- Associated Press - Wednesday, April 13, 2016

LANSING, Mich. (AP) - About two dozen environmental groups and tribes allege in a letter sent to Gov. Rick Snyder and other state officials that an Enbridge pipeline running through the Straits of Mackinac violates state and federal law.

Twenty-two groups signed the letter and released it to media on Wednesday, following a news teleconference in which they alleged the pipeline also violates a 60-year-old state easement because of certain defects like not being thick enough in some areas and not having wooden slats underneath the pipe, which they claim have rotted away.

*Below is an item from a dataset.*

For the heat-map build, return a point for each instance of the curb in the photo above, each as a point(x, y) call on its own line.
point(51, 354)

Liz Kirkwood, executive director of environmental advocacy group For Love of Water, said it is clear Enbridge is violating eight provisions of the state easement, and that the company will be unable to fix the alleged violations in the 90-day period “stipulated by the easement” because they are inherent to the pipe’s engineering. The groups are calling on the state to terminate the easement allowing the company to use the pipeline.

Michigan Attorney General spokeswoman Andrea Bitely said the letter is “under review,” and that the office is “actively working with the taskforce to get all needed studies done as soon as possible.”

Melanie Brown, a spokeswoman for the state Department of Environmental Quality, did not return a message seeking comment Wednesday morning.

Enbridge spokesman Ryan Duffy said the company is in full compliance with state and federal laws and easement requirements, and that the environmental groups are simply “sensationalizing” and taking out of context certain information that the company voluntarily disclosed on its website.

Duffy called the claims “scare tactics” that “only serve to create a climate of concern and uncertainty on a pipeline that has safely operated across the Straits since its installation.”

He said the pipeline is not too thin in certain areas, although he said “there are a few … anomalies,” describing variations in the metal that look “kind of like a birthmark.”

The groups have no plans to take legal action, but they are standing by their claims.

“To say that Enbridge is in compliance with all of the legal requirements of the easement is not true,” Kirkwood told The Associated Press

A state task force last year proposed independent analyses of risks posed by the twin pipelines operated by Enbridge. The lines carry about 23 million gallons of oil daily beneath the straits, where Lakes Huron and Michigan meet.